La señorita de Verneuil dirigió una mirada de agradecimiento a tan singular criatura que le arrancó un suspiro cuyos tonos fueron muy variados.

—Me devolverá sin duda mis diez escudos… Observe que no hablo de intereses; los ingresará en mi cuenta de la casa de Patrat, el notario de Fougères, quien, si usted quisiera, extendería nuestro contrato, bello tesoro.

—Adiós —dijo ella sonriendo y saludándole con la mano.

—Y si necesita dinero —añadió él—, se lo prestaré al cinco… Sí, al cinco solamente… ¿He dicho cinco?

Cuando desapareció definitivamente la señorita de Verneuil, d’Orgemont se dijo:

—Tiene aspecto de ser una buena muchacha; sin embargo, cambiaré el secreto de mi chimenea…

Luego, cogiendo un pan de doce libras y un jamón, entró en su escondrijo.

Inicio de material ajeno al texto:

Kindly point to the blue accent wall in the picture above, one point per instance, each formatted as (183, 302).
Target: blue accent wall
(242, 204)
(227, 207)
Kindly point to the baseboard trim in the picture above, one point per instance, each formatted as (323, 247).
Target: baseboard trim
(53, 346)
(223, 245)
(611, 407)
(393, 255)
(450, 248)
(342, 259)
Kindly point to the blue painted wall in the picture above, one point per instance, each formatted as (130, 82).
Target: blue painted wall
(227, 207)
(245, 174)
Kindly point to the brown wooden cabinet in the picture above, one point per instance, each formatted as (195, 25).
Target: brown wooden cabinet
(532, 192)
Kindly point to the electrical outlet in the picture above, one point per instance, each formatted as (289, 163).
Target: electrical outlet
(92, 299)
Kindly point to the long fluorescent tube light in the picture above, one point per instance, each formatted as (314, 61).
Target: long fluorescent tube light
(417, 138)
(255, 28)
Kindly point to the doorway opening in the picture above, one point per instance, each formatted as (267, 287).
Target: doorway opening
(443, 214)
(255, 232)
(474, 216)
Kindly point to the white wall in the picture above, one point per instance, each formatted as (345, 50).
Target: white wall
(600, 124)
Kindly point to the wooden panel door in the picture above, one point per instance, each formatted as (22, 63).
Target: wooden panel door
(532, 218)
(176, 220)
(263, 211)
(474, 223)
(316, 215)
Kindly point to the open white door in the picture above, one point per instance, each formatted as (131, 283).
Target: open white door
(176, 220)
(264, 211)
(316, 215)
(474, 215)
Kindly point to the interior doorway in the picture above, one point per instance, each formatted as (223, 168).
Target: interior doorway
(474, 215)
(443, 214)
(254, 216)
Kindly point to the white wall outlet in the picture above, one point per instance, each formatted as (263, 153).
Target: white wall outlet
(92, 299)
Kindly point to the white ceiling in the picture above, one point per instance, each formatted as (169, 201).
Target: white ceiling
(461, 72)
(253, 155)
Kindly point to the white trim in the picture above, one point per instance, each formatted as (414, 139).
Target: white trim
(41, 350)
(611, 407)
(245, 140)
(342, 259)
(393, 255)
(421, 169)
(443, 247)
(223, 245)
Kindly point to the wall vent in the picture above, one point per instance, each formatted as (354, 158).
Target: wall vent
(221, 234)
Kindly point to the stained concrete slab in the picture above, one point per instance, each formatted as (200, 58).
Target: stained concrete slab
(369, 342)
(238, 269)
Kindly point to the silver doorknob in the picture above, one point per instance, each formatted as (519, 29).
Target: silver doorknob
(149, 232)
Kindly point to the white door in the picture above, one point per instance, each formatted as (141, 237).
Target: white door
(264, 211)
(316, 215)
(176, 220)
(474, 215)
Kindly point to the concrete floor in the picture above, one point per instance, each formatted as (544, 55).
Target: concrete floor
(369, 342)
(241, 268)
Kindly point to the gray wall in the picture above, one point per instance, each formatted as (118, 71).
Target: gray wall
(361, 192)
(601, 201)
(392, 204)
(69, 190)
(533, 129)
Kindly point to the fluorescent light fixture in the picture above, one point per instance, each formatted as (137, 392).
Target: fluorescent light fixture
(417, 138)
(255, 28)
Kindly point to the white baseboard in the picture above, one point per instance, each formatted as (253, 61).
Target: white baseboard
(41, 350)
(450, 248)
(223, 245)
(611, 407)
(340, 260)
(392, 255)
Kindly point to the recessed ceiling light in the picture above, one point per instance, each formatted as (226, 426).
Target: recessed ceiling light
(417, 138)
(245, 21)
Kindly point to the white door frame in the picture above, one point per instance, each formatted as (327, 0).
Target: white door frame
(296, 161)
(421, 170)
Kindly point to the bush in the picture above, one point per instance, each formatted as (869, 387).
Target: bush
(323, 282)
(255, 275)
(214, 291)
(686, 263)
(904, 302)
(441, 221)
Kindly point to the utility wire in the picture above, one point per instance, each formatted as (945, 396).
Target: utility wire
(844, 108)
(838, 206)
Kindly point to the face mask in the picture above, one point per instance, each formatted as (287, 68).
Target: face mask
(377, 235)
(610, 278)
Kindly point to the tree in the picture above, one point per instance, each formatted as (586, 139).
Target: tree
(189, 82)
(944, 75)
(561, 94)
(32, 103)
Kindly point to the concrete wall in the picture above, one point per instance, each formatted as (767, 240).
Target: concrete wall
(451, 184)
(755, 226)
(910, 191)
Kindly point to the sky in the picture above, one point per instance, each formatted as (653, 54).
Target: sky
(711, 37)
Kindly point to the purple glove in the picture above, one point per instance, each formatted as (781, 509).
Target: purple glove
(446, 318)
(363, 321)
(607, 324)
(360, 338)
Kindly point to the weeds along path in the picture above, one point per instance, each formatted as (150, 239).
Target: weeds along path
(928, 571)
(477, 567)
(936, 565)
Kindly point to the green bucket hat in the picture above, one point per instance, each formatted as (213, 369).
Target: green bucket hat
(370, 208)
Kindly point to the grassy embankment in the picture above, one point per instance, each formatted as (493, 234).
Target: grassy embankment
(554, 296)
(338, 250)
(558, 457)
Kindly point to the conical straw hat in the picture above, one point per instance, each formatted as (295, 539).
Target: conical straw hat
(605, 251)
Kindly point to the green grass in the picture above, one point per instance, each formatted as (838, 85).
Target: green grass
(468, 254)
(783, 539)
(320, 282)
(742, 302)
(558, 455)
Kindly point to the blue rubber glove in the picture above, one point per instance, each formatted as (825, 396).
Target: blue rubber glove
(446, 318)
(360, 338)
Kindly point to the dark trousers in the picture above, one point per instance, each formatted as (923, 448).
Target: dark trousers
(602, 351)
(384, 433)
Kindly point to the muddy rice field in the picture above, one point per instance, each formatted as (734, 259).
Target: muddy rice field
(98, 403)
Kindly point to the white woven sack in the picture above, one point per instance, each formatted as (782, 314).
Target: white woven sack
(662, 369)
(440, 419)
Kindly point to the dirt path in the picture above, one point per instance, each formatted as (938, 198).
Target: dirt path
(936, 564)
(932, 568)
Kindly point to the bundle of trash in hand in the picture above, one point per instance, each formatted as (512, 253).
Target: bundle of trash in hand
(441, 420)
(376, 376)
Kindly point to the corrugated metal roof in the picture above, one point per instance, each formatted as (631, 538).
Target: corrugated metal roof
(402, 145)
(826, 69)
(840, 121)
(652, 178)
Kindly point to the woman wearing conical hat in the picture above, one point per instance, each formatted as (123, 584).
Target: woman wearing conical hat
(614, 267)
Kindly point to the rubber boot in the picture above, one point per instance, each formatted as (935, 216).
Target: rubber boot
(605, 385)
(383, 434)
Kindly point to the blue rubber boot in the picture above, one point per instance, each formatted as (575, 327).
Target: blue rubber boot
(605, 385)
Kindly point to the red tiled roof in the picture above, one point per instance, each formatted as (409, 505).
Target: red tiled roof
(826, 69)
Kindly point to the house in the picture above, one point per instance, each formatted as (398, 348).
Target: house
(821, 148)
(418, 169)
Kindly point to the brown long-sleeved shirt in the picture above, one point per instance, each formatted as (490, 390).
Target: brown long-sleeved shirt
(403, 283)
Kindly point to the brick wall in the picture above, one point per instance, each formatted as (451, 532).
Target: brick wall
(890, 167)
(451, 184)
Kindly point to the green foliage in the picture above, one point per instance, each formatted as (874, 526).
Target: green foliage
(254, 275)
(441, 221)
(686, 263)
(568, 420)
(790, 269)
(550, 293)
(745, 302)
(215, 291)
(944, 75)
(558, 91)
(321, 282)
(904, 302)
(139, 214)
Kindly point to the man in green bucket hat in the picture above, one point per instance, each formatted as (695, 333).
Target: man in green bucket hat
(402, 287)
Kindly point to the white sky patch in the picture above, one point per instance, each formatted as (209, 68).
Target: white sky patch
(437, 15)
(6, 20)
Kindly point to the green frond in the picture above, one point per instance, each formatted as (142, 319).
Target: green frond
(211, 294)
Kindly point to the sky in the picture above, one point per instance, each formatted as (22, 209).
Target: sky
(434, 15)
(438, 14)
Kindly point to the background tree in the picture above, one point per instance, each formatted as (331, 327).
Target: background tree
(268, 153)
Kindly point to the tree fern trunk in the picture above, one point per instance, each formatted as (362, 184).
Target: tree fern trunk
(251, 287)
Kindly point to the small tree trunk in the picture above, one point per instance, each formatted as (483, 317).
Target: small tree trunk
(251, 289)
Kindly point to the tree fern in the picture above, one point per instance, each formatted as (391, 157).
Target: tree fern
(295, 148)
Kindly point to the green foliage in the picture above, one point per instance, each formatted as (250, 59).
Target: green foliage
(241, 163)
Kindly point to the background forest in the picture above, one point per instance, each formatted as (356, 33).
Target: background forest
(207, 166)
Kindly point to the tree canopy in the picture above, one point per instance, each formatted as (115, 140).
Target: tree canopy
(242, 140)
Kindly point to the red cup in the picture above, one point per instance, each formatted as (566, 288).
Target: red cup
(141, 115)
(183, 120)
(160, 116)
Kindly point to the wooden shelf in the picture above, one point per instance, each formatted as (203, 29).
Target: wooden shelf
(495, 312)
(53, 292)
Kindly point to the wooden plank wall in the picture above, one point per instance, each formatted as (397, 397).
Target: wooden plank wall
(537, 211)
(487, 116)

Andando por el campo, la señorita de Verneuil creyó renacer; el frescor de la madrugada reanimó su rostro, que desde hacía algunas horas le parecía azotado por una ardiente atmósfera. Intentó hallar el sendero indicado por el avaro, pero después de ocultarse la luna, era tanta la oscuridad, que se vio obligada a ir a la ventura. Pronto la invadió el temor de caer en algún precipicio, y esto le salvó la vida, pues se detuvo de repente, presintiendo que le faltaría la tierra si seguía caminando. Un viento más fresco que acariciaba sus cabellos, el murmullo de las aguas, el instinto, todo sirvió para indicarle que se encontraba en el término de las rocas de San Sulpicio. Apoyada en el tronco de un árbol esperó la aurora con viva ansiedad, pues oía ruido de armas, de caballos y de voces humanas. Dio gracias a la noche, que la preservaba del peligro de caer en manos de los Chuanes si, como le había dicho el avaro, rodeaban Fougères.